Özellikle ‘Z’ jenerasyonunun evlilik fikrine karşı daha aralı yaklaştığını kelamlarına ekleyen Psikolog Gök, bunda uzmanların da rolünün olduğuna dikkat çekti ve “Bu noktada ebeveynler ‘Çocuğunuz bir birey, onu önemseyin, onun isteklerine kayıtsız kalmayın’ bildirisini uygularken ölçülü davranmakta zorlandı. Neredeyse ailenin reisi ve ailenin merkezi olan kişi ‘çocuk’ olarak belirlendi. Elbette her çocuk biricik ve özeldir fakat ‘prens’ ve ‘prenses’ değildir. Öte yandan ‘çocuk daima keyifli olmalı’ fikri de bir mecburiyet olarak yansıtıldı. Problemden kaçan ve daima bir memnunluk mecburiyetinde hisseden çocuklar, hayatın bu biçimde olması gerektiğini öğrendi. Halbuki ki bir bağda sıkıntılar çıkabilir ve alttan alınması, fedakarlık yapılması ve sessiz kalınması gereken durumlarla karşılaşılabilir. Bu formda büyütülen çocuklar ileride yetişkin olduğunda bunları cezalandırıcı hisler olarak algılayabiliyor. Zira bu çocukların her vakit ödüllendirildiğini görüyoruz.” diye konuştu.
“AİLE BAĞI BİRÇOK KİŞİ İÇİN AİLE BASKISI MANASINA GELEBİLİYOR”
“Evlilik algısını toplumda olumlu bir tarafa çevirmek için neler yapılabilir?” sorusunu karşılıksız bırakmayan Psikolog Gök, “Bunun için öncelikle aileye dair algıları değiştirmek gerekmektedir” diyerek şu tabirleri kullandı:
“Aile bağı birçok kişi ‘aile baskısı’ manası taşıyabiliyor. Burada kişiselliğe değer verilerek aile bağı kurmanın sağlıklı bir şey olduğunu öğretmek gerekiyor. Bunun yanı sıra ailenin en temel yapı taşı olan anne ve babanın ruhsal açıdan sağlıklı olması ve çocuğunu sağlıklı bir birey olarak yetiştirmesi gerekmektedir. Evlenmeden evvel şahısların kesinlikle bir uzmana başvurarak hem ferdi hem de evlilik kapsamında bilgilendirilmesi, bilinçlendirilmesi gerektiğini düşünüyorum. Bu da gençler üzerindeki olumsuz algıları azaltacaktır.”
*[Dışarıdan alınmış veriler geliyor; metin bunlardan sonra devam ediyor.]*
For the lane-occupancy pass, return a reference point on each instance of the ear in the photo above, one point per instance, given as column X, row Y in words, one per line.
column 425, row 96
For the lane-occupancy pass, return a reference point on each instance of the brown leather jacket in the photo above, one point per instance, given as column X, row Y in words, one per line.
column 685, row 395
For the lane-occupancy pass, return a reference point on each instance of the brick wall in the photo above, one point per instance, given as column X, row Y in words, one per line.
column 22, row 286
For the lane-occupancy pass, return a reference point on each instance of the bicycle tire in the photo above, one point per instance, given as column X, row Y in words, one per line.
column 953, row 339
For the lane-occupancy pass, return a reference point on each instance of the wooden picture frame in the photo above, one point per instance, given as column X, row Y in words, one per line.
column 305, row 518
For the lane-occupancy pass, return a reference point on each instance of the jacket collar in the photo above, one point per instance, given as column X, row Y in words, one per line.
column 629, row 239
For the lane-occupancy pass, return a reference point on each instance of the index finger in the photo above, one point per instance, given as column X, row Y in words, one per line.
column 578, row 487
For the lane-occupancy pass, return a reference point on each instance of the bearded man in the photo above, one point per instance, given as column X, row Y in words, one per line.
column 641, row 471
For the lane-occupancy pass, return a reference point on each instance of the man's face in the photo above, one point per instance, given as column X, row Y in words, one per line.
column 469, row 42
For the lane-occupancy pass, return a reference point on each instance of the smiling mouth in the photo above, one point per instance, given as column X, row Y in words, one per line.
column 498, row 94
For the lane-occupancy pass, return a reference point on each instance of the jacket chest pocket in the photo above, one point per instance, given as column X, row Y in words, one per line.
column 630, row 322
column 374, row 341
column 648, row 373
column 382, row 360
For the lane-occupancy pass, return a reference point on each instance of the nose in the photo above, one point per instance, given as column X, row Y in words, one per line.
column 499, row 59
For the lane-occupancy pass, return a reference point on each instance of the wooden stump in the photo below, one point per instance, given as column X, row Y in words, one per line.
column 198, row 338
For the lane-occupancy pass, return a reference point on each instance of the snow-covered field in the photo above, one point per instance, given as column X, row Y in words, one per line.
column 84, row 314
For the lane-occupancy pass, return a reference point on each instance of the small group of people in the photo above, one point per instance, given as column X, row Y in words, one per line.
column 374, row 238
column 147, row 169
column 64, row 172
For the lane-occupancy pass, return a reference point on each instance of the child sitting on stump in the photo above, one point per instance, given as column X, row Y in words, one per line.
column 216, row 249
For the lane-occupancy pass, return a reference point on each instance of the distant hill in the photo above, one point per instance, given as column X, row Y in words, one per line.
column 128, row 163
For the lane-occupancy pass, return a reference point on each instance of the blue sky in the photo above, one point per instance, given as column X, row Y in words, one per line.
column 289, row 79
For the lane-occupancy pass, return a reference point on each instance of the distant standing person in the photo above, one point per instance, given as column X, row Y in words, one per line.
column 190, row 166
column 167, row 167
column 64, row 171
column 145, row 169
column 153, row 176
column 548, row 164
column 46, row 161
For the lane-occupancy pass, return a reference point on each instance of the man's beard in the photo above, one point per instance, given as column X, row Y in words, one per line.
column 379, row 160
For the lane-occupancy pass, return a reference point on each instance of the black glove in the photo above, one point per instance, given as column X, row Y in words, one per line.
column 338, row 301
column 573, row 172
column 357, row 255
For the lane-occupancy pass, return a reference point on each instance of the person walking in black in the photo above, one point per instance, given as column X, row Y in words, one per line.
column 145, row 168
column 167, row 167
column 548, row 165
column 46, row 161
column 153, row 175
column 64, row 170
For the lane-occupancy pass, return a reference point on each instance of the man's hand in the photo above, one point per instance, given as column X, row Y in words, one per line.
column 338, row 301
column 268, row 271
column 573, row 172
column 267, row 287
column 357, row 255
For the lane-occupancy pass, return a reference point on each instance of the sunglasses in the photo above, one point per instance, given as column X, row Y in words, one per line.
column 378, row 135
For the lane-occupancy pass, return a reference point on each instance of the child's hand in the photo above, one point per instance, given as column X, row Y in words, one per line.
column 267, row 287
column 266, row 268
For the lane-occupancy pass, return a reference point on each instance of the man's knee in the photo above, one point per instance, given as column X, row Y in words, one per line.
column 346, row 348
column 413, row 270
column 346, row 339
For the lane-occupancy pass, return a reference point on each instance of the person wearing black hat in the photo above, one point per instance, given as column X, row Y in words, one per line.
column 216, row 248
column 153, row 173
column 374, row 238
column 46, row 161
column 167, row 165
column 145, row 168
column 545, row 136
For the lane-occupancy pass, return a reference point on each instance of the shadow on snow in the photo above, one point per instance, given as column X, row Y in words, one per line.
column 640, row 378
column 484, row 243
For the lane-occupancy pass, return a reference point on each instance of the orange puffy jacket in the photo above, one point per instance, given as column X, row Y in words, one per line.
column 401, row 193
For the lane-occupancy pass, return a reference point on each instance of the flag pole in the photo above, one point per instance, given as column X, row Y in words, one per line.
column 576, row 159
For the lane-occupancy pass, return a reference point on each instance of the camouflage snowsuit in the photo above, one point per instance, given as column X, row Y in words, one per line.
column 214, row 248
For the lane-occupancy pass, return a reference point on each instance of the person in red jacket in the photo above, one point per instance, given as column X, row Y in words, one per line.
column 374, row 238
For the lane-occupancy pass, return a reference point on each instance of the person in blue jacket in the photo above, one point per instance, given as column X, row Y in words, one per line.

“KONFOR VE RAHATLIK MI ÇOCUK SAHİBİ OLMAK MI?”
Ülkemizde doğum oranlarında kıymetli ölçüde bir azalma gözlemleniyor. Birçok kişi anne ve baba olma fikrine karşı önyargılı bir bakış açısı benimsiyor. Bireylerin ebeveynlik fikrine uzak olmasının arkasındaki sebepleri sıralayan Psikolog Gök, “Anne ve baba olmak isteyenlerin olgunluğunu tartışmak lazım. Yaş farketmeksizin çocuk benlikte kalan, zihinsel ve ruhsal olarak büyümenin gerçekleşmediği bireyler, anne ve baba olma fikrine sıcak bakamıyor. Daha temel bir sebep sunmak gerekirse o da bir nevi ‘kolaycılık’ olarak açıklanabilir. Çocuğu hayatının bir modülünden fazla mahzur olarak gören şahıslar, konfor alanından çıkmak istemiyor. Burada bireyler “Konfor ve rahatlık mı yoksa çocuk sahibi olmak mı?” üzere bir tercih içerisine girebiliyorlar. Kendini geliştirmiş ve ruhsal olarak olgunluğa ulaşmış şahısların çocuk sahibi olması en sağlıklı olandır.” diyerek kelamlarını tamamladı.